Software compatibility is the ability of the Operating System and the Application Software to work together in harmony to ensure a seamless operation without encountering any runtime errors. It goes well as long as same data formats are used and no unsupported features are enabled. The easiest way to prevent compatibility issues is to use the Compatibility Troubleshooter feature. You may, however, manually change the way your program works.

  1. Right click on the Desktop shortcut of the app that is encountering the incompatibility error.
  2. Choose Troubleshoot compatibility.
  3. It should automatically start detecting issues with the concerning app. Wait for the diagnosis to be completed and the results to be displayed..
  4. Now you have two options, namely “Try recommended settings” and “Troubleshoot program”. Choose the former one first. If it doesn’t fix your problem, load the wizard again and now you can try out the latter method.

To manually change compatibility settings, follow these guidelines:

  1. Right click on the Desktop shortcut of the app that is encountering the incompatibility error.
  2. Under the Compatibility tab you will notice several options.
  3. Choose to run your program in “Windows Vista” OS Mode, and then configure other settings relating to the color mode, screen resolution, display scaling and administrative privileges.

Hardware Issues

Memory Diagnostic

Your Random Access Memory (RAM) may have developed a critical fault that might require replacing it with a new one. However, before we come to any conclusion let us first scan the memory using Windows Memory Diagnostic tool prior to the boot interval.
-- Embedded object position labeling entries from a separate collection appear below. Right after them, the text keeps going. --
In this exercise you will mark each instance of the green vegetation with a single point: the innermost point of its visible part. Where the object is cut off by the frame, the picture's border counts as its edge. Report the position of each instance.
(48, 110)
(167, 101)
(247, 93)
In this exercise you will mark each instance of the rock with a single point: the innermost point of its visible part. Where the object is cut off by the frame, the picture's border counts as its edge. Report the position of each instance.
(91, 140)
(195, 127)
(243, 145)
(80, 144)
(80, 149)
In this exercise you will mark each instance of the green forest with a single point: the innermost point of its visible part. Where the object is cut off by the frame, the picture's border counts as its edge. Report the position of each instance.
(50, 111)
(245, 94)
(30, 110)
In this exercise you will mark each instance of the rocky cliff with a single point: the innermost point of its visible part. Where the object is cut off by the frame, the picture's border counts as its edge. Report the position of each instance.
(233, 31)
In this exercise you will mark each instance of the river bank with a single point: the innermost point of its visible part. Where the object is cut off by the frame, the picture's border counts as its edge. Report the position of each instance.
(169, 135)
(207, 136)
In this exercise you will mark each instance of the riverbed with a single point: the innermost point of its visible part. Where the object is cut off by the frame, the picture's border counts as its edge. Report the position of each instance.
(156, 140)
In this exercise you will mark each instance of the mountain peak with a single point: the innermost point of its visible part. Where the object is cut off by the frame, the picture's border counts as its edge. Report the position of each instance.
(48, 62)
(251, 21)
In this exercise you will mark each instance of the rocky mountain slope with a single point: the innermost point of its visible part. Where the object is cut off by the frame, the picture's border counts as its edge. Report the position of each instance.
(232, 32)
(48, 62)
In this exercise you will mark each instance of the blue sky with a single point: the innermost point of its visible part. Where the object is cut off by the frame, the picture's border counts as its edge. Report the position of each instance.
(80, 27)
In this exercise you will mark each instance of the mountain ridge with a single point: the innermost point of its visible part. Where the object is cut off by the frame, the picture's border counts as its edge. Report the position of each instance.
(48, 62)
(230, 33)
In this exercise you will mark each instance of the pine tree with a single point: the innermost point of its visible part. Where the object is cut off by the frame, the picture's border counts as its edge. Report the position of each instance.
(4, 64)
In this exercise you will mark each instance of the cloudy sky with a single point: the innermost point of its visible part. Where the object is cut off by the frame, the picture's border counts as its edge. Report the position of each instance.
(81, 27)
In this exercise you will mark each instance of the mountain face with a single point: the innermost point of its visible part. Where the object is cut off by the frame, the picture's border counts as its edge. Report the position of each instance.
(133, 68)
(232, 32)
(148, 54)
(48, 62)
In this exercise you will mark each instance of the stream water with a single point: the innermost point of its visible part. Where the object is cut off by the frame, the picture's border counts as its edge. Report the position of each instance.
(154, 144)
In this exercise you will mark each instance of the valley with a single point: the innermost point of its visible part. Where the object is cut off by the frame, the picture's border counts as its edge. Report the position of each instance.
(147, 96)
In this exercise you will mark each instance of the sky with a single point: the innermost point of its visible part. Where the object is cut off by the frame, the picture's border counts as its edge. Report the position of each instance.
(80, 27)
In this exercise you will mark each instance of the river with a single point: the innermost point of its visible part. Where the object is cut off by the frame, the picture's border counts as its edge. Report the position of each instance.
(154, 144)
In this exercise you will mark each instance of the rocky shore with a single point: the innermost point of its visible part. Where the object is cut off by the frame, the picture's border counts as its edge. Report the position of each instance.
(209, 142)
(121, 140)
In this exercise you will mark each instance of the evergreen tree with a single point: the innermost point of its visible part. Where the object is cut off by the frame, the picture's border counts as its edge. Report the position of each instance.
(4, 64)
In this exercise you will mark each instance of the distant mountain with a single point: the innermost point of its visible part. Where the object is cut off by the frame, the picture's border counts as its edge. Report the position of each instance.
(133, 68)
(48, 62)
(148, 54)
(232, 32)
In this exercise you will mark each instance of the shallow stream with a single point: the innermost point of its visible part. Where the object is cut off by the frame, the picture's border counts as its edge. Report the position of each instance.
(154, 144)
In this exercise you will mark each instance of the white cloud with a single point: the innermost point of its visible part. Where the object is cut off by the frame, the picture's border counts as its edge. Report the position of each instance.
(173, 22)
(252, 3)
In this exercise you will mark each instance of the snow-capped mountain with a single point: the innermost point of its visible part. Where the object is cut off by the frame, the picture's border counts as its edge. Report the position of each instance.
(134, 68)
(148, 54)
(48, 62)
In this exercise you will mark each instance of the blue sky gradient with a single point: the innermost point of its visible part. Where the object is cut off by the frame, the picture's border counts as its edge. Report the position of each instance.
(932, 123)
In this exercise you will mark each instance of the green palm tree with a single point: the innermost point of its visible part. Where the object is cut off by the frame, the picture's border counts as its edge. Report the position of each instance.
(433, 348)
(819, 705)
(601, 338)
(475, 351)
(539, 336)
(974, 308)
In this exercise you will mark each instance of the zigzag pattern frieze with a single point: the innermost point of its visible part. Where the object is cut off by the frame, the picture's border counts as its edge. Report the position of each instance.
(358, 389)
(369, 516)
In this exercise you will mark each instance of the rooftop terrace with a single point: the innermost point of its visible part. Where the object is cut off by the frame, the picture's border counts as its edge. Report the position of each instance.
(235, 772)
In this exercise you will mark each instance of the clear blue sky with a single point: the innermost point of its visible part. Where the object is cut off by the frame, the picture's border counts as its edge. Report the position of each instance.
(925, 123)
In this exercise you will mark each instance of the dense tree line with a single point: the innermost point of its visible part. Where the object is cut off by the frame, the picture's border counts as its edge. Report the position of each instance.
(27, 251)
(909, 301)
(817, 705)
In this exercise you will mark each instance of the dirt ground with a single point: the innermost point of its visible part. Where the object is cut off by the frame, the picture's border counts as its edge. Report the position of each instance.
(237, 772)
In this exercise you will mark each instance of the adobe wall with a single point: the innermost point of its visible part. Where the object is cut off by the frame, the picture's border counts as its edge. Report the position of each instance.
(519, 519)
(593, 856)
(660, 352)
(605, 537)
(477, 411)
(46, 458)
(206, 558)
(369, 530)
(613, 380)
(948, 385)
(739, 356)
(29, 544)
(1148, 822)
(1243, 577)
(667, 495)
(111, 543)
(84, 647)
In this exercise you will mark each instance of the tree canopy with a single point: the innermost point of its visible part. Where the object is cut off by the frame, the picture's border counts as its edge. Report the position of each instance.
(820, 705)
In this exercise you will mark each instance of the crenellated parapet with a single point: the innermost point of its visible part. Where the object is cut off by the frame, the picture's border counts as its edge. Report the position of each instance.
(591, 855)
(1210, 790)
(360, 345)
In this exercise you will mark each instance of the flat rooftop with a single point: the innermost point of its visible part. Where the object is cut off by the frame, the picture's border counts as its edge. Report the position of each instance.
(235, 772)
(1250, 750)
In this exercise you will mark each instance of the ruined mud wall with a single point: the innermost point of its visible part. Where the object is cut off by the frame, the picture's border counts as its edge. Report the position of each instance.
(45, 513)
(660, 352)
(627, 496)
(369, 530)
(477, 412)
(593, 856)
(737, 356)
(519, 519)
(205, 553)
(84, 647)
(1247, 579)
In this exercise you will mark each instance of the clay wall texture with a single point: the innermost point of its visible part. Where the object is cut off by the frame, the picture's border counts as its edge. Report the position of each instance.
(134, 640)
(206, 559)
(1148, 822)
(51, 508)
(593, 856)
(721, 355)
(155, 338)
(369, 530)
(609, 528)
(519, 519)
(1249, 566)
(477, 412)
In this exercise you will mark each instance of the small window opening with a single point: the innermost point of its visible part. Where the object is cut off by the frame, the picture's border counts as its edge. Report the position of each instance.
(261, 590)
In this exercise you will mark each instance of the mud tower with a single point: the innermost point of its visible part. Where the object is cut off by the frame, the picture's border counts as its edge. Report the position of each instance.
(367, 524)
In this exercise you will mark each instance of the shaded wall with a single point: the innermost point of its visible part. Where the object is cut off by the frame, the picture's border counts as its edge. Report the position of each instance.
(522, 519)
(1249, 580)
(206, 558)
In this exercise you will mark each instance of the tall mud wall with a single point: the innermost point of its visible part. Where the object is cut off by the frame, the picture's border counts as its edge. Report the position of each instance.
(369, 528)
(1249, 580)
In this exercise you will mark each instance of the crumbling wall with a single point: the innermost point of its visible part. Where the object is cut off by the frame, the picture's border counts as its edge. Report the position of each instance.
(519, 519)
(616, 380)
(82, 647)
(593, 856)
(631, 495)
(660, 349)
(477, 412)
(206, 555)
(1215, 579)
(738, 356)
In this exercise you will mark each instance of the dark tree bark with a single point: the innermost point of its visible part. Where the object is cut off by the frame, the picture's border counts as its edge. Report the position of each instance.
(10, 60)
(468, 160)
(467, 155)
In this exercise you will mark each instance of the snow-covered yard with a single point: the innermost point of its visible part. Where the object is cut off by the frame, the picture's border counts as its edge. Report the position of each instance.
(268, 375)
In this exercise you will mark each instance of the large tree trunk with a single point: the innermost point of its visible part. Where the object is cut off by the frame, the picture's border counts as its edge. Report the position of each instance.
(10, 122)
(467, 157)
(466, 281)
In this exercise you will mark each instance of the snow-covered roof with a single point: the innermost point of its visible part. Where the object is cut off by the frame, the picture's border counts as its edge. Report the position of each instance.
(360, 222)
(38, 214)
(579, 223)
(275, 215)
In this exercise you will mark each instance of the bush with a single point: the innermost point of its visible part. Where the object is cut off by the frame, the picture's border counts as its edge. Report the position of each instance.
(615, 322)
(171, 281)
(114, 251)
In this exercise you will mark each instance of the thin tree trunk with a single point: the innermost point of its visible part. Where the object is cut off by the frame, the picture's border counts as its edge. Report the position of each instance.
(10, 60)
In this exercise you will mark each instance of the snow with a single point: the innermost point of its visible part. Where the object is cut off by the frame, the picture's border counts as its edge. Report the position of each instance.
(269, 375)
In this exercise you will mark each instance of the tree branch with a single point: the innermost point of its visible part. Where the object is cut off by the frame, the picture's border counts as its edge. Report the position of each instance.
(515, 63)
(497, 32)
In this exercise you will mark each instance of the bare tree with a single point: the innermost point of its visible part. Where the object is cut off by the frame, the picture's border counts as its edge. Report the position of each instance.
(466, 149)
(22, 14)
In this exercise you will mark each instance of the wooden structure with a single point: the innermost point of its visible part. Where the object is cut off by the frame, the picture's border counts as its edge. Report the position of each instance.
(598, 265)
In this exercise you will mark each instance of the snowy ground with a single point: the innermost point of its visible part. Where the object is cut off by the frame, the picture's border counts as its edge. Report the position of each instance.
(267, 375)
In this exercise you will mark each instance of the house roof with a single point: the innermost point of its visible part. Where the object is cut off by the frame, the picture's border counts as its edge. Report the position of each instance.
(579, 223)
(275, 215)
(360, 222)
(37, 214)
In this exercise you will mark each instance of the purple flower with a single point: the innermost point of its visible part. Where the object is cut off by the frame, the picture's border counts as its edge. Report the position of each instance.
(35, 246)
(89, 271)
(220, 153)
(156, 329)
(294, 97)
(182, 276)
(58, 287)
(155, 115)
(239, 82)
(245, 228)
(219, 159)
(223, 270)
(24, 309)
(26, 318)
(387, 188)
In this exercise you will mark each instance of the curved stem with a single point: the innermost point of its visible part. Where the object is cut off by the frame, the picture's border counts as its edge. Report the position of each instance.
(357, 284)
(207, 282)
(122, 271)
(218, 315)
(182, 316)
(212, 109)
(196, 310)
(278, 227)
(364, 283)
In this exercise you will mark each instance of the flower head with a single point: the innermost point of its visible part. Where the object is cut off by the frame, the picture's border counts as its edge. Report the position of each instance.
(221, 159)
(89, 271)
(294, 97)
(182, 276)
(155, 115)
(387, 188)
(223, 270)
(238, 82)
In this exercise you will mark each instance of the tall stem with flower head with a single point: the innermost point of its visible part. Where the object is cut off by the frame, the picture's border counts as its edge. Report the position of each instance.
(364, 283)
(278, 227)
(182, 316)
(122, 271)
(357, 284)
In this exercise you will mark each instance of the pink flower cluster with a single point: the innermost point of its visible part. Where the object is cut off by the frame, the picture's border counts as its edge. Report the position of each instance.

  1. Press Windows Key + X; choose Search.
  2. Type “memory” in Search box; open “Windows Memory Diagnostic”.
  3. Click on the “Restart now and check for problems” button to initiate scan at the next boot interval followed by an immediate reboot.

Hard Disk Issues

This tool will enable you to monitor SMART attributes of your HDD if you suspect the error is caused due to bad sectors. There are two ways to do so – either use command-lines through Command Prompt or use the Graphical Interface.

Command-line Instructions

To check integrity of your drive, use:

  • chkdsk <drive letter>:

Example

  • chkdsk E:

To scan and fix disk read/ write issues, use:

  • chkdsk /f <drive letter>:

Example:

  • chkdsk /f E:
Using Graphical Interface
  1. Open File Explorer in your Windows 10 laptop; or Windows Explorer in case of Windows 8.1/ 8/ 7/ Vista.
  2. On the left-hand side panel you will see a list of all drives. Right click your system drive, for example, drive C: and choose Properties.
  3. Initiate the process from Tools tab > Checkup > Scan Drive.